The AFP simply has it backwards. It is not the duty of a civic organization like Human Rights Watch to answer for its publicly aired suspicion that certain members of the military might be aiding and abetting Palparan as he continues to defy the law. The rights watchdog is simply voicing what much of the public has come to believe—that the only way the former general has eluded arrest this far is because powerful people with connections and means have stepped in to lend him a hand. After his retirement from active duty, Palparan had reinvented himself as a party-list representative in Congress, but that stint has been brief and inconsequential compared to the lifetime he had spent in the military hierarchy, where he rose to become a much-feared commander. It’s not farfetched to assume that, in his hour of need, he’d run for succor to sympathetic members of the organization that, lest we forget, had stoutly and consistently defended him while he earned the tag of “The Butcher”—and proudly at that—for his ruthless campaign against activists and government critics, especially during the reviled administration of former President Gloria Macapagal-Arroyo.

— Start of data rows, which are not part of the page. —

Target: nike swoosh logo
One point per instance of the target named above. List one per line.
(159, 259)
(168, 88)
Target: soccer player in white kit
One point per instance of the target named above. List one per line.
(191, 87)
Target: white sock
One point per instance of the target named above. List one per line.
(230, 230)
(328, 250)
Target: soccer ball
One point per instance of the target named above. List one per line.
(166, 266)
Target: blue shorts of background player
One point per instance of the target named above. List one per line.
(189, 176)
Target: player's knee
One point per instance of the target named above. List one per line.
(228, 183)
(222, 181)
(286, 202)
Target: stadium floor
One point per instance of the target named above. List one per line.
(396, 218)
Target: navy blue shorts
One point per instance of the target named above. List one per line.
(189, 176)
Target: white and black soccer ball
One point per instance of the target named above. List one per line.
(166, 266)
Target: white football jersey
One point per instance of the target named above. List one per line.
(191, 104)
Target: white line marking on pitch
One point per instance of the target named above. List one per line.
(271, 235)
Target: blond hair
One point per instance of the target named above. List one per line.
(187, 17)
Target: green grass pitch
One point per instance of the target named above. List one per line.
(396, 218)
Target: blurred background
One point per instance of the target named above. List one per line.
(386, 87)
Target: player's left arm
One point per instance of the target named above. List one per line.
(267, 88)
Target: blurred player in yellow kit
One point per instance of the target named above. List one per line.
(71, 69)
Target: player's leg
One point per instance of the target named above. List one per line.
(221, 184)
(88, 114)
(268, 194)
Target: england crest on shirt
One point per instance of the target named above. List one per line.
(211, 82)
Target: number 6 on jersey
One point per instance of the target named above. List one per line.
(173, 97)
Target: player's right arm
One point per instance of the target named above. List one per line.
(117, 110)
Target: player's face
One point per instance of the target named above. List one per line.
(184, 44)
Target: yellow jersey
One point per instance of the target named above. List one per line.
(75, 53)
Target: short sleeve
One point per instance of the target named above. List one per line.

Civic watchdogs and plain citizens alike are thus right to take the AFP to task for its inability to produce Palparan and haul him before the court. At this point, the onus is on the Aquino administration and its law enforcers to explain why, despite their vast resources and presumably functioning intelligence apparatus, the warrant of arrest against the rogue former general is still unserved. And if the military thinks it can fob off such continuing embarrassment with yet another meaningless pro-forma statement (“The Army, as a professional organization, respects the rule of law and our justice system. We practice transparency and accountability in our organization… If anyone can give the names of these alleged Palparan coddlers, we will promptly impose disciplinary actions and let them face criminal cases that will be filed against them.”), it should think again.
The longer Palparan remains scot-free, the more public suspicion will harden that his brothers in uniform are in fact not unable, but simply unwilling, to turn him in.